Накинув на плечи серую шубу, маркиз встряхивает седой головой и превращается в крысу. Все на месте — эполеты, аксельбанты, ордена на шее и на лентах, но шея покрыта шерстью, а морда — в грязно-сером пуху.
— Наши корабли мало бывают в море, — продолжает Торсои. — Корабли гниют на якорях…
— Верно! — восклицает капитан-командор Головнин. — Наши корабли подобны распутным девкам, которые набелены снаружи, но сгнивают внутри от болезней!
— Прекратить! — визжит крыса и вскакивает, готовясь к прыжку. Адъютант маркиза бросается к кафедре, по-собачьи скаля зубы, и начинает лаять.
— Цыц, Борзя! — слышится голос Шершнева. — Кто там?
— Это я, — отвечает Елизавета с улицы.
— Заходь скорее, выстудишь тепло.
— Как Михаил Александрович?
— Все мается, бредит, бедняга…
Услышав это, Бестужев снова впал в горячечное забытье.
— Успокойтесь, пожалуйста, — наклонилась Елизавета, прикладывая к его лбу мокрую тряпку.
— А, это ты, Анета… Исполни нашу мелодию…
Елизавета растерянно глянула на Шершнева, тот подал ей гитару и шепнул, чтобы сыграла что-нибудь. Она взяла ее и стала подбирать мелодию, которую слышала от Бестужева в ту ночь, когда была у него.
— Какая мелодия!.. Всякий раз, слыша ее, вспоминяю тебя. Ты же любила меня? Где ты сейчас?
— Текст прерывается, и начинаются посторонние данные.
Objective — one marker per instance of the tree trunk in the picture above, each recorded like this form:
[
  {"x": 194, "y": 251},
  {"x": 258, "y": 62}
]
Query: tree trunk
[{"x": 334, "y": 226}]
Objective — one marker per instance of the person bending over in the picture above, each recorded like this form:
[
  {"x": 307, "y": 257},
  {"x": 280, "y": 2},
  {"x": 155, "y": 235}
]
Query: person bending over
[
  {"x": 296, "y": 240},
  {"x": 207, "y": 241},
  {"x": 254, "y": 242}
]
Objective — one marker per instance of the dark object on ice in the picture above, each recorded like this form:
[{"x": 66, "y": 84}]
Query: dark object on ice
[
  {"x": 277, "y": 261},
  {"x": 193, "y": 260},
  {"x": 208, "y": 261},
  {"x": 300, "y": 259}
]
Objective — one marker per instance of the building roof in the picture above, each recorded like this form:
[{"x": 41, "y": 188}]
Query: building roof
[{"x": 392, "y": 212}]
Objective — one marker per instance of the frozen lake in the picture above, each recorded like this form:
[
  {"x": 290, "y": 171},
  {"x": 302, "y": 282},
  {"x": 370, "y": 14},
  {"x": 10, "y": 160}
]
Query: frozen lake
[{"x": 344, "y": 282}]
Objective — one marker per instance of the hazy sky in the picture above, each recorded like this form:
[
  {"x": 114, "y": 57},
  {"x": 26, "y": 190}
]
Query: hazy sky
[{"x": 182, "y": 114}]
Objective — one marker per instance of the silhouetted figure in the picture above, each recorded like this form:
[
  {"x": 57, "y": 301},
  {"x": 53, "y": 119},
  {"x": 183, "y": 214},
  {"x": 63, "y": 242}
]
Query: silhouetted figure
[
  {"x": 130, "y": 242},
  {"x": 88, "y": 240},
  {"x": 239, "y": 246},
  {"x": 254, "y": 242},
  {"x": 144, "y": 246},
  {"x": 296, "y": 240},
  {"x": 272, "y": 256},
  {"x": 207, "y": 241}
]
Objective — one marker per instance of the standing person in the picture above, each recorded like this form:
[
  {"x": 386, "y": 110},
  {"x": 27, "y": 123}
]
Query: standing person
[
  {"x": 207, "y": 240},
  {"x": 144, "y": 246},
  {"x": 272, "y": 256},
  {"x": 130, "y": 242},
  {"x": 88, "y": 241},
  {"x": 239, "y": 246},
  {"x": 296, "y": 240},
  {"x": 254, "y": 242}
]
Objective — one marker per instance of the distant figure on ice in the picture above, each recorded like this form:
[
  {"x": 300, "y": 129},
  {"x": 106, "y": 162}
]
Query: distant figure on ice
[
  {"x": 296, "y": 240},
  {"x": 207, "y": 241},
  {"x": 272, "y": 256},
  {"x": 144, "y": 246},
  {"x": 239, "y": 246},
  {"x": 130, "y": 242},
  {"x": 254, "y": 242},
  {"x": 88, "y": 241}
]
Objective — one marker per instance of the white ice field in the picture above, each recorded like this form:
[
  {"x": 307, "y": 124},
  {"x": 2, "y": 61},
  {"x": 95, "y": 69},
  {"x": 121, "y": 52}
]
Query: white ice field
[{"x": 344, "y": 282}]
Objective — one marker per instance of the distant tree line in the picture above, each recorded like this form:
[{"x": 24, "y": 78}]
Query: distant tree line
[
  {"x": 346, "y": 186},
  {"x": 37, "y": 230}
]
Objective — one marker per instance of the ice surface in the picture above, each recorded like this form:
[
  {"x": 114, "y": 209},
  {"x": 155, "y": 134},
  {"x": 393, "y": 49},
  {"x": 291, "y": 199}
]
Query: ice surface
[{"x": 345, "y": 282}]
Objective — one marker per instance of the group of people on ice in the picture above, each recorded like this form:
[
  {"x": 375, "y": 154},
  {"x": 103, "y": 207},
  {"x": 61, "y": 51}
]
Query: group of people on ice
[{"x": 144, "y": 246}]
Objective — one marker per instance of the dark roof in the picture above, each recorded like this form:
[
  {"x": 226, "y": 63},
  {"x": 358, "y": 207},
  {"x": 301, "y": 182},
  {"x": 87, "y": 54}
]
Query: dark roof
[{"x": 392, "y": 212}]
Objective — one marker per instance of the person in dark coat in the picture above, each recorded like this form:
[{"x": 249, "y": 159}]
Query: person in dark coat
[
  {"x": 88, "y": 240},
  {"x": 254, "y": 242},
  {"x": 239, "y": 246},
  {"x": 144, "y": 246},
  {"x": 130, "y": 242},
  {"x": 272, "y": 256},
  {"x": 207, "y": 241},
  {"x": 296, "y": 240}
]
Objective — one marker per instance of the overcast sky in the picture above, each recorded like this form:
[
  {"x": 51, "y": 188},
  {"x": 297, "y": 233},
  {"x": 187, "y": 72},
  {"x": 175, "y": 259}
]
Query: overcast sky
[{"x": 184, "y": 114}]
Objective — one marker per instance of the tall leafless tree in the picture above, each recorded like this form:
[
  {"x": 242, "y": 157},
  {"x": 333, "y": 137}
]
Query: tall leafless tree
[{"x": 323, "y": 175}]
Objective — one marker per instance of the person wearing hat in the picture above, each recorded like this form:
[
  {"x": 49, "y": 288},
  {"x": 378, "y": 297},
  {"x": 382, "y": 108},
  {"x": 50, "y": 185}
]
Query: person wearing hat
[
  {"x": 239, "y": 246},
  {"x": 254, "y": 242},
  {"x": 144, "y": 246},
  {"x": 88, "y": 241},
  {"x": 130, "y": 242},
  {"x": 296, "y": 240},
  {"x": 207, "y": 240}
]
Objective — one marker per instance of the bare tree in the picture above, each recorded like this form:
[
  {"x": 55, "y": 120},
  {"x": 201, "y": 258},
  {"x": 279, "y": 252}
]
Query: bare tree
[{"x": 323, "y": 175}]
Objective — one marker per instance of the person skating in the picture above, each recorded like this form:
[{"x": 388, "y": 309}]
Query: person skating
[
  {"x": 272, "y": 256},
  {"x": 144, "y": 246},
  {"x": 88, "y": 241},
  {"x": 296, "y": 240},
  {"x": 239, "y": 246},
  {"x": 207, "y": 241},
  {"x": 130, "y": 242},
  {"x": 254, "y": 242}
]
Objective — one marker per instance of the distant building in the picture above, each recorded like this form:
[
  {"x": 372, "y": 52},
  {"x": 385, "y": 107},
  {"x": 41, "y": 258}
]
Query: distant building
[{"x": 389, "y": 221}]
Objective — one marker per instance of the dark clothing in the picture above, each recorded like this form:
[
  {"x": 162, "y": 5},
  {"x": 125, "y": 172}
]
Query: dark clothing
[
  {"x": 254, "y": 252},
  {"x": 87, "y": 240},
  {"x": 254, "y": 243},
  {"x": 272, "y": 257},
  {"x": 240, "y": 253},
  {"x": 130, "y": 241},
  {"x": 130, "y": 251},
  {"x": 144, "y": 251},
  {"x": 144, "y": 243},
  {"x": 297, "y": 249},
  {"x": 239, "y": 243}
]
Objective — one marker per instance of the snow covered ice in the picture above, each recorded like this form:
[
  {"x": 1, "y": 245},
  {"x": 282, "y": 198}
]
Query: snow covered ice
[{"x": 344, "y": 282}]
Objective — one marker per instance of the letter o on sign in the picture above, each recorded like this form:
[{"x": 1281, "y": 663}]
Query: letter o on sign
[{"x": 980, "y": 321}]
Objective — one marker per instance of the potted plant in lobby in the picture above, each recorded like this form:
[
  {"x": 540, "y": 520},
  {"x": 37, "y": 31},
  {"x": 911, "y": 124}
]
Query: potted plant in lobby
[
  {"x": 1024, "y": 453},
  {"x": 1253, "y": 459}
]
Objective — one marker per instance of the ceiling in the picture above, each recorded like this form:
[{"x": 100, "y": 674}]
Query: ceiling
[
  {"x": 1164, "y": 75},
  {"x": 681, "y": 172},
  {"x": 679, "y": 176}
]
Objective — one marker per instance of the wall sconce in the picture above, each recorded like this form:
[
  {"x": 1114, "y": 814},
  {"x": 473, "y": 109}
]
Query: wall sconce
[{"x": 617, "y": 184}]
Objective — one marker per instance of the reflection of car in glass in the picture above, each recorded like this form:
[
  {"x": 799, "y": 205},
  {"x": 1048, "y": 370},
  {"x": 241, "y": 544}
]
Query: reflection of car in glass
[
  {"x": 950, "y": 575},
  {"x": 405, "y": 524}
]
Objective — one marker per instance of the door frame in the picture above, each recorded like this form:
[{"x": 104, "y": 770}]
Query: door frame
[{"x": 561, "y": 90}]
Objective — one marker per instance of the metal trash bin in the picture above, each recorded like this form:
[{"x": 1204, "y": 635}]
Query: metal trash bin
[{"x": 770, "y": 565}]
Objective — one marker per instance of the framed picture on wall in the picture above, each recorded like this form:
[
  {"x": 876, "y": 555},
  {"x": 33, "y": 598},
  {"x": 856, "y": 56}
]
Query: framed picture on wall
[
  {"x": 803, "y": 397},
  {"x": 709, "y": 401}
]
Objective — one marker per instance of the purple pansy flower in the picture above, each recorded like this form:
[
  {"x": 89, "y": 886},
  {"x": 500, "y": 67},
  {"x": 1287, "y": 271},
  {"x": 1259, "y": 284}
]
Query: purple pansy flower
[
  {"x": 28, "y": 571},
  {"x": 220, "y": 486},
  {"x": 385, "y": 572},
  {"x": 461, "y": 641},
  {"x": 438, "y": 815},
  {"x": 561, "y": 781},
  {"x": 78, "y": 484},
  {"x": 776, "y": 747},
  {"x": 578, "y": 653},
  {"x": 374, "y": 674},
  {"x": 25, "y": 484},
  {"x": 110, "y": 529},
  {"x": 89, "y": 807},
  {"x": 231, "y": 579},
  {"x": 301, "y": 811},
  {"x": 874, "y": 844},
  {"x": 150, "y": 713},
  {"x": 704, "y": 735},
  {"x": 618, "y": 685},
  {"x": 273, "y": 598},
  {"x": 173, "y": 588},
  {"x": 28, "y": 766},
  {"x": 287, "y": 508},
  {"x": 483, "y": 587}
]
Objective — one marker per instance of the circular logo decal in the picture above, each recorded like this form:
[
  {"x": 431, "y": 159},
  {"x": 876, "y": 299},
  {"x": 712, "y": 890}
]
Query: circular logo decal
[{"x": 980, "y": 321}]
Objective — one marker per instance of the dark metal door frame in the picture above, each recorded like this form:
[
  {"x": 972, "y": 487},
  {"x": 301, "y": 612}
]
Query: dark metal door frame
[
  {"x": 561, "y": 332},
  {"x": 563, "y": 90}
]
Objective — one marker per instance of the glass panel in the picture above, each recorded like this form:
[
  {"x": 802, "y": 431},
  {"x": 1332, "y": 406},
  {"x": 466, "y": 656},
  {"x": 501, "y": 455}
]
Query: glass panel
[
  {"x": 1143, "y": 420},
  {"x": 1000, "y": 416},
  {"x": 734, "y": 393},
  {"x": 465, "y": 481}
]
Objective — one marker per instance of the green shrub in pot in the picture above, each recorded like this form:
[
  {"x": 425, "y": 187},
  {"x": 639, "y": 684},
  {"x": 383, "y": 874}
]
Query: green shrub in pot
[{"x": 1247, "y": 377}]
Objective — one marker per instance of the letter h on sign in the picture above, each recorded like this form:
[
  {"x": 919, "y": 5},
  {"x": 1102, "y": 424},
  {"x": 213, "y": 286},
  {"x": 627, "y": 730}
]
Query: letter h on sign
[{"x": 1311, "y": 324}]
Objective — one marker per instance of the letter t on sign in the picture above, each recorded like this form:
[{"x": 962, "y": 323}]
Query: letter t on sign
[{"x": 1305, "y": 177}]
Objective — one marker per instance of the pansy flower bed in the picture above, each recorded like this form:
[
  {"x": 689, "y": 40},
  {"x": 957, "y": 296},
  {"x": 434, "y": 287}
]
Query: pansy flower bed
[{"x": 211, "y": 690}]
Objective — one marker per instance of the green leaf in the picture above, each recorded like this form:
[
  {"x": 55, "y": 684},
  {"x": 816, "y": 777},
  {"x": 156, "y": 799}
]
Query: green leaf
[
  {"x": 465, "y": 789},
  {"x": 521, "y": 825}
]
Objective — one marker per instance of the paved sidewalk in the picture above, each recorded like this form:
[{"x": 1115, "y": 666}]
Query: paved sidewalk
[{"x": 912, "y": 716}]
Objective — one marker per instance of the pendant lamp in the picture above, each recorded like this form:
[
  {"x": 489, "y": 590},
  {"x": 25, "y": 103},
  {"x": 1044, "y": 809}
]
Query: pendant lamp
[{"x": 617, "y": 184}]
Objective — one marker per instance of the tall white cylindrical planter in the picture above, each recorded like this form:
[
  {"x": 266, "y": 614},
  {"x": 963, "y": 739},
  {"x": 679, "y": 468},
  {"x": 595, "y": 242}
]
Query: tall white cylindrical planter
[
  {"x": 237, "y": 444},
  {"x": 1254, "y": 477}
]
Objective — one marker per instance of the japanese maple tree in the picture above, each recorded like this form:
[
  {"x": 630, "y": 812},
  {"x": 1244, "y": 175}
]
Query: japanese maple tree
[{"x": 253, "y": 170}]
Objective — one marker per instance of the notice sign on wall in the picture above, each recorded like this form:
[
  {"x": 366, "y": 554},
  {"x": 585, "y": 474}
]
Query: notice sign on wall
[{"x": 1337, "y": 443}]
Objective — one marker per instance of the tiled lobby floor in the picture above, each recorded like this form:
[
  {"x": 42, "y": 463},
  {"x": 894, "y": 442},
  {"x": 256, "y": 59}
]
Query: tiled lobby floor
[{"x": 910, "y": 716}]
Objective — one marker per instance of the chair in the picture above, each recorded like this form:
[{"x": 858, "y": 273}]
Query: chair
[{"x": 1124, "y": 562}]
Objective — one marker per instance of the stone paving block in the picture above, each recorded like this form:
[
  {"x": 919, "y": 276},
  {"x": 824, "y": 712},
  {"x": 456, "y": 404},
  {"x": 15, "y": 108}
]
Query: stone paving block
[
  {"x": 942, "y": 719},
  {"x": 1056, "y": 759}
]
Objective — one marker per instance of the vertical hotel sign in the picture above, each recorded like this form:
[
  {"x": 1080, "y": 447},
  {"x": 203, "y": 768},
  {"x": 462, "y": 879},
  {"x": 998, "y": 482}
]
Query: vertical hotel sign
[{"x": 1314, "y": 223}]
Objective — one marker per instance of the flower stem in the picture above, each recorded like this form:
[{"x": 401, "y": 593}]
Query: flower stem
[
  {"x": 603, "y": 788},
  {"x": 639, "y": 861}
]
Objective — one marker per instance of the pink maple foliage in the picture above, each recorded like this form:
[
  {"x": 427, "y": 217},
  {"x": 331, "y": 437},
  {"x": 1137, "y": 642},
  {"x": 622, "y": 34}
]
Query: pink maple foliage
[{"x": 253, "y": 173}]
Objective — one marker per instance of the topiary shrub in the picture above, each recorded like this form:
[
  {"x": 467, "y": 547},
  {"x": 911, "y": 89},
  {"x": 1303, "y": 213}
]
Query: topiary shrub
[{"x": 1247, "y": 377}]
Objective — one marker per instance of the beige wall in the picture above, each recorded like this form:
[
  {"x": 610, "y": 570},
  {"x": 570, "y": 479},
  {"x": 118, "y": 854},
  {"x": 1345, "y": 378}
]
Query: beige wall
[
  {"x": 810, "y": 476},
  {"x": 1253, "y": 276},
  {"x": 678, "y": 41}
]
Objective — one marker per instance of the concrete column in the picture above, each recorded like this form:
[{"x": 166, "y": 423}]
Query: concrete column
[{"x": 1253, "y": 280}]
Я ведь ничего не знаю…
— Когда загремели пушки, я узнала, что ты на площади, и умерла…
— Анета, прости… Но отчего же мы говорим сейчас?
— Ты приближаешься ко мне.
— Я при смерти?
— Не знаю, но мне так хочется увидеть тебя!
— Но я не хочу умирать! — эти слова он произнес вслух и открыл глаза.
— Господь с вами! — сказала Елизавета.
— Что со мной, где я? — спросил он, разглядев ее н Эмиля.
— У вас огневица — второй день без памяти… А сейчас вы в новом доме Петра Васильевича. Видите, как здесь тепло, уютно. Скоро вы поправитесь…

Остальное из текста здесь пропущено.